The training F1-score for SVC is: 0.4707470747074707
The testing F1-score for SVC is: 0.45347786811201446



##### 25. Based on training f1-score and testing f1-score, is there evidence of overfitting in any of your models? Which ones?

|           Model          | Training F1 | Testing F1 |
|:------------------------:|:----------:|:---------:|
|     Logistic Regression  |    0.473   |    0.477  |
|    k-Nearest Neighbors   |    0.653   |    0.498  |
|       Decision Tree      |    1.000   |    0.470  |
|   Bagged Decision Trees  |    0.972   |    0.496  |
|       Random Forest      |    0.969   |    0.498  |
|         AdaBoost         |    0.562   |    0.567  |
| Support Vector Classifier |    0.472   |    0.452  |

As we want F1 score to be maximised, an overfit model is when the test F1-score is lower than the train F1-score.
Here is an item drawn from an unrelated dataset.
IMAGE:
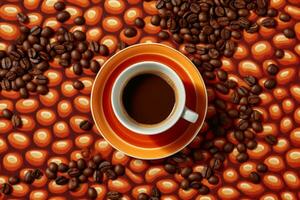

This is the case for kNN, decision trees, bagged decision trees, random forest and support vector classifier.

##### 26. Based on everything we've covered so far, if you had to pick just one model as your final model to use to answer the problem in front of you, which one model would you pick? Defend your choice.

Support Vector Classifier as the gap between train and test scores appears the smallest for SVC.

##### 27. Suppose you wanted to improve the performance of your final model. Brainstorm 2-3 things that, if you had more time, you would attempt.

1. Tune models using GridSearch.
2. Consider interaction terms in the feature engineering stage.

## Step 6: Answer the problem.

##### BONUS: Briefly summarize your answers to the regression and classification problems. Be sure to include any limitations or hesitations in your answer.

- Regression: What features best predict one's income?
- Classification: Predict whether or not one is eligible for a 401k.